I am trying to solve a function which I got which is like
v2 = (1 - d) * sp.diff(h1, x) + (d / ep) * sp.diff(w, y) + d * sp.diff(w, x)
I want to convert symbolic expressions to numerical functions which are x, y and sine and cosine terms using lambdify function from the sympy library.
#I am getting error:
raise TypeError("Argument must be either a string, dict or module but it is: %s" % m)
TypeError: Argument must be either a string, dict or module but it is: 2.38095*s*(y + asin(1 - sin(1)/(x + 1)))**2*sin(1)*cos(asin(1 - sin(1)/(x + 1)) - 1)/(sqrt(1 - (1 - sin(1)/(x + 1))**2)*(x + 1)) + 238.095*(x + 1)*(2*y + 2*asin(1 - sin(1)/(x + 1)))*(s*sin(asin(1 - sin(1)/(x + 1)) - 1) - cos(s + 1)) + 2.38095*(y + asin(1 - sin(1)/(x + 1)))**2*(s*sin(asin(1 - sin(1)/(x + 1)) - 1) - cos(s + 1)) + 4.7619*(y + asin(1 - sin(1)/(x + 1)))*(s*sin(asin(1 - sin(1)/(x + 1)) - 1) - cos(s + 1))*sin(1)/(sqrt(1 - (1 - sin(1)/(x + 1))**2)*(x + 1)) - 0.9*sin(1)/(sqrt(1 - (1 - sin(1)/(x + 1))**2)*(x + 1)**2)

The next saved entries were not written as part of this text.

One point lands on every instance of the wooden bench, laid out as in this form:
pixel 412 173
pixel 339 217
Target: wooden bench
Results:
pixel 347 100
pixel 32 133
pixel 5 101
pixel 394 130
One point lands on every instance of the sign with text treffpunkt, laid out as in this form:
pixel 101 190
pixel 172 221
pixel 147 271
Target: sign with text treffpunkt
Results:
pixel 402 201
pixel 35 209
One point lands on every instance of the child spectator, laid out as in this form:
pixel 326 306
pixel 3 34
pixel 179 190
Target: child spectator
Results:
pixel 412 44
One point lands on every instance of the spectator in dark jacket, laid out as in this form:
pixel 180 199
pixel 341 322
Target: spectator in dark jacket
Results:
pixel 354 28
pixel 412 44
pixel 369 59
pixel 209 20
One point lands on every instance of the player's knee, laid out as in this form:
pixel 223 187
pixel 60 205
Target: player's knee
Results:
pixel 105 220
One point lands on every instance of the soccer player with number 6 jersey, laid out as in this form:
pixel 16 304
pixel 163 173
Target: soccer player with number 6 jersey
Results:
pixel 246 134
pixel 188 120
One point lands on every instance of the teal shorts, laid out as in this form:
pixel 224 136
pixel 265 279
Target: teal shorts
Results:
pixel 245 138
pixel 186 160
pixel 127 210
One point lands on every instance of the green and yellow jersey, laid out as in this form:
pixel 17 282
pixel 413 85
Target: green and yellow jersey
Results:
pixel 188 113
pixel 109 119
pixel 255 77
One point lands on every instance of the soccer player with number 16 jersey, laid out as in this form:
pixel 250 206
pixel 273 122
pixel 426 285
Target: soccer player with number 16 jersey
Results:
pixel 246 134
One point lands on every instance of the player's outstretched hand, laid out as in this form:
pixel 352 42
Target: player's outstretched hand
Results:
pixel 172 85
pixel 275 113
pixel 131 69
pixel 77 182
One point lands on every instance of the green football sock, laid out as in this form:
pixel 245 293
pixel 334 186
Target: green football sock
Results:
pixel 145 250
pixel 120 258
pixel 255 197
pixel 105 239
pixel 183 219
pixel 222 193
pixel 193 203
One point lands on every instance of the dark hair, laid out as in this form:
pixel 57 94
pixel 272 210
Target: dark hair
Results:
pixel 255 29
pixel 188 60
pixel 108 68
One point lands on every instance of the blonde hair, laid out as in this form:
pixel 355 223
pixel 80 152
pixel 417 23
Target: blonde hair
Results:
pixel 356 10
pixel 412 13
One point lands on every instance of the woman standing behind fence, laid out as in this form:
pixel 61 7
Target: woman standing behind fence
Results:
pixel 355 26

for the following command:
x_vals = np.linspace(0, 10, 100)
x_val = 0
y_val = 0
solution = solve_ivp(v1_func, (x_vals[0], x_vals[-1]), [y_val], t_eval=x_vals)
y_vals = solution.y[0]
and for the command:
v1_func = sp.lambdify((x, y), v1.subs(sp.sin, math.sin).subs(sp.cos, math.cos))
Error:
File <lambdifygenerated-34>:2 in _lambdifygenerated
return 2.38095*s*(y + arcsin(1 - sin(1)/(x + 1)))**2*sin(1)*cos(arcsin(1 - sin(1)/(x + 1)) - 1)/(sqrt(1 - (1 - sin(1)/(x + 1))**2)*(x + 1)) + 238.095*(x + 1)*(2*y + 2*arcsin(1 - sin(1)/(x + 1)))*(s*sin(arcsin(1 - sin(1)/(x + 1)) - 1) - cos(s + 1)) + 2.38095*(y + arcsin(1 - sin(1)/(x + 1)))**2*(s*sin(arcsin(1 - sin(1)/(x + 1)) - 1) - cos(s + 1)) - 0.9*arcsin(1 - sin(1)/(x + 1)) + 4.7619*(y + arcsin(1 - sin(1)/(x + 1)))*(s*sin(arcsin(1 - sin(1)/(x + 1)) - 1) - cos(s + 1))*sin(1)/(sqrt(1 - (1 - sin(1)/(x + 1))**2)*(x + 1))
TypeError: loop of ufunc does not support argument 0 of type Add which has no callable cos method.
I think I am getting error due to sine and cosine terms please help me out. I want that I can solve the above equation as an ODE for the given values of x and y in some range and plot it. The function v2 is a Lyapunov function and finding its derivative along the system to plot its region of attraction.